Im Politischen gab und gibt es diese Haltung in allen Lagern. Die Faschisten wurden berühmt mir ihrer maskierenden Eufemistensprache (organisieren für stehlen, sonderbehandeln für foltern und töten etc.). Die Kommunisten verstanden es, in ihrer Newspeak die elementaren Begriffe von Freiheit, Würde und Menschlichkeit umzudrehen. Der Dauergebrauch von Pleonasmen (‘Volksdemokratie’) stumpfte ab und verlangte nach immer neuen Steigerungen und abstrusen Verbindungen.

Heute, in der Zuspitzung der Kapitalismuskrise, regiert eine Newspeak, die an die früheren Diktaturen erinnert oder gemahnt: Krieg ist Frieden und Sklaverei Freiheit. Und Starmania Kreativität im Erlebnispark. Folterungen sind strenge Verhöre, ganz ähnlich wie damals bei den Nazis und Faschisten in Spanien oder Italien oder den nachzaristischen, kommunistischen Schergen in der UdSSR.

Humankapital schreckt niemanden. Dieser Terminus ist noch nicht politisch inkorrekt. Obwohl die Geschichte vom Menschenmaterial, das gebraucht und verbraucht wird, alt ist. Lange vor den Nazis oder den GULAG-Betreibern. Man hat es vergessen. Würde man sich von der Übersetzung des Terminus human capital einen Begriff machen, man scheute ihn oder gäbe andernfalls zynisch zu erkennen, dass man Ausbeuter, Scherge, Vernichter ist.

Das müsste besonders jetzt einleuchten, wo die Stars der Börsenmanegen bewiesen haben, wie kriminell sie sind, nicht nur persönlich, sondern systematisch. Sie vergeuden nicht nur Geld, sondern vernichten auch Menschenmaterial, human capital. Und spekulieren mit dem Tod. Eine neue Kriegsform in Friedenszeiten. Friedenskriege als humane Interventionen.

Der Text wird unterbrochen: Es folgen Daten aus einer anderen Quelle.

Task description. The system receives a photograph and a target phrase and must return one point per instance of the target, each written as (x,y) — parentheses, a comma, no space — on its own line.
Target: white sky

Das formulierte schon Karl Kraus überaus scharf, aber der wird von den Starlets nicht gelesen. Der ist zu alt. Und selbsthassender, jüdischer Antisemit dazu. Typischer Österreicher. Da warten viele auf eine lange Nacht der Wissenschaft oder Literatur oder sonst einen Monsterzirkus, um Kultur en masse konsumieren zu können, weil nur im breit inszenierten event, wie im riesigen Stadion, in der Gladiatorenlandschaft, der Mehrwert sich einzustellen scheint. Starmania Omnibus.